The Aeneid: Virgil and Propoganda

All my life I've wondered one thing: What was Caesar Augustus pointing at?
Although now I realize: He's pointing at my blog post title!
According to what I’ve read during my long and in-depth research for fifteen minutes on the internet, Virgil wrote The Aeneid to justify the reign of Julius Caesar and his current heir, Caesar Augustus. For anyone with historical knowledge, Augustus basically converted Rome from a Republic into an Empire without telling anyone or asking anybody’s permission.  Some of his contemporaries got a little upset at not being asked permission, so Augustus sought to shut them up by propaganda.* This is where Virgil, lowly farmer’s son but having published some awesome poetry about cows, came in.

So Virgil’s job in writing this epic poem was not only to write something artistic, the Great Roman Novel as it were, but also to validate Augustus’ rule. And to do that, he had to validate that Julius Caesar really shouldn’t have been assassinated but was the rightful heir to the (nonexistent) Roman throne.

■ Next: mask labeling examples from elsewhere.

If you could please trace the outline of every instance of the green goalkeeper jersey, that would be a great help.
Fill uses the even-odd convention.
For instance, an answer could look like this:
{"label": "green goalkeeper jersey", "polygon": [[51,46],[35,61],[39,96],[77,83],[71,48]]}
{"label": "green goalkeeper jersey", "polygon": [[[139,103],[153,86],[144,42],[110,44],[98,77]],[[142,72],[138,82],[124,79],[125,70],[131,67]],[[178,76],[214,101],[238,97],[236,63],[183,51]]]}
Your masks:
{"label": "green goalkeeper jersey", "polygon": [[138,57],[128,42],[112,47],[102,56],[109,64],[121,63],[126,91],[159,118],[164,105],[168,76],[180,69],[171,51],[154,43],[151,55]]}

He does this early on by saying that Aeneas, ipso facto ruler of the Trojans since he was somehow related to King Priam, had a son named Ascanius, whose nickname was Iulus…which is Julius Caesar’s name, by golly! Wow!  So all along Julius Caesar was related to Aeneas? Who’da thunk! Guess he was the rightful ruler of Rome after all! Wouldn’t Brutus feel like a heel for killing him, if Brutus weren’t dead already by this point!

Virgil, having accomplished this undertaking early in the epic poem, continues to beat the reader of the head with how awesome Aeneas and his entire family are Destined To Be. It’s so over-the-top I started to get the feeling Virgil was being sarcastic about the whole thing.  He even lets Aeneas go down into the Underworld and somehow see all his fantastic descendants, including Julius and Augustus where Augustus’ face is all shiney like a ray of sun.

Luckily for Aeneas, however, the prophetic visions stop there. Obviously since Virgil was no prophet himself, he couldn’t foretell how FANTASTIC the last of Aeneas’ supposed descendants, Nero, would turn out to be. And frankly all the other Caesars aren’t much better.  

(Again, I’m thinking of Seutonius’ The Twelve Caesars when I say this.  A book I can’t recommend to anyone under 18 since it’s basically rated R for Roman.)

Then again, Caesar Augustus was the last of Aeneas’ line anyway, since he never had an heir and his successor Tiberius was his adopted son rather than of any blood relation. Okay, okay, I get it. The history geek in me got a little carried away. I’ll try to talk about the actual Aeneid plot from now on.

*And when that didn’t work he could always have them exiled or poisoned.  He wasn’t picky.